次日清晨,一行人继续往边境的大夏驻军营地出发。
待走到大夏最北的州郡,这里守卫的竟全是番邦打扮的兵士!
守城兵士将他们一行人拦在城门口查看碟文,严金拿出大夏礼部主客司颁发的通关碟文,那士兵竟然不认,指指划划不肯让他们进门!
严金一时急怒,拍着手里的碟文怒喝:“张开你的狗眼瞧清楚了,老子走南闯北三十余年,靠的都是这碟文,如何到了你这里就行不通!你是个什么东西!”
守城士兵虽然听不懂他说什么,可见他的架势像是要打架的架势,便也持起长枪准备迎战。气氛一时剑拔弩张。

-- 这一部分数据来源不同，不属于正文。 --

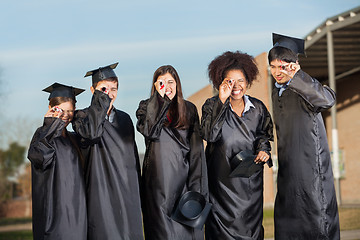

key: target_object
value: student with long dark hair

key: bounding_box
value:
[201,52,273,240]
[136,65,207,240]
[28,83,87,240]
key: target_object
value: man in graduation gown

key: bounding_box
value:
[73,63,143,240]
[28,83,87,240]
[268,34,340,240]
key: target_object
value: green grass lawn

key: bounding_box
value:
[0,207,360,240]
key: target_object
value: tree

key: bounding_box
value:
[0,142,25,204]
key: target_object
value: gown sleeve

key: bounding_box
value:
[187,106,208,199]
[28,117,65,170]
[136,91,171,140]
[200,96,230,142]
[254,104,274,167]
[72,90,111,142]
[289,70,336,112]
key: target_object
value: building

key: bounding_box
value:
[188,7,360,206]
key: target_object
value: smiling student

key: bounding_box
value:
[28,83,87,240]
[136,65,207,240]
[73,63,143,240]
[268,34,340,239]
[201,51,273,240]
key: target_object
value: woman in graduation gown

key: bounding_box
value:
[28,83,87,240]
[136,65,207,240]
[201,52,273,240]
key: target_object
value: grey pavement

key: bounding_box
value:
[0,223,360,240]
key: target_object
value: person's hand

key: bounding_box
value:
[95,82,109,95]
[219,78,235,103]
[254,151,270,164]
[280,61,300,78]
[154,79,167,97]
[45,106,64,118]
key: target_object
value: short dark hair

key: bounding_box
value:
[208,51,259,90]
[268,47,299,64]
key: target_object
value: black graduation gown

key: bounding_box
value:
[28,117,87,240]
[136,92,207,240]
[272,70,340,240]
[201,96,273,240]
[73,90,143,240]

华安扯住严金,让他稍安勿躁,自袖里摸出几块碎银,上前去与那士兵低低言语两声,那士兵方才缓和了面色,挥手让他们进去。
一行人进了城,放眼望去,这城里的人大部分竟着番邦服饰,一瞧面容便不是大夏人种。
买卖铺子也多是番邦人经营的马匹奶酒之类的。偶尔一两家当铺钱庄瞧着像是大夏样式,内里的伙计却全是番邦人。
文耘的面色愈加沉重。
严金边走边诧异叹道:“大小姐,真它娘的怪了,半年前小的来这里买马,这里还不是这番光景,怎么如今一瞧,竟似进了番邦地界了呢。”
“严大哥,这里有没有家里的买卖?”由明儿问。
严金手指挠挠鬓角,点点头:“倒是有两家马站,专管与番邦交接马匹生意,只是离城稍远,从这里过去需费些时候。”
由明儿吩咐严金找两个伶俐的手下赶紧去马站找伙计过来问话。
严金应着,自去吩咐手下做事。
几人行至一家客栈门口,正打算进去住宿,却只见一个番邦打扮的中年男人,一脸凶神恶煞,手里拖着一个女子的头发,连推带踢将她拽出门来,掷到街上,嘴里骂骂咧咧,也不知骂起什么。
那女子被猛的掷到坚硬的石头地上,疼的身子一阵痉挛,半天缓不过气来。
由明儿瞪那男人一眼,上前去蹲身扶起那名女子。
番邦男人撸袖子伸胳膊就要过来,被华安一把推个趔趄,跌倒在地。
男人爬起来,一脸恶毒,张牙舞爪要往前扑,华安径将冲上前去,揪住他的衣领,在他耳边说了句话。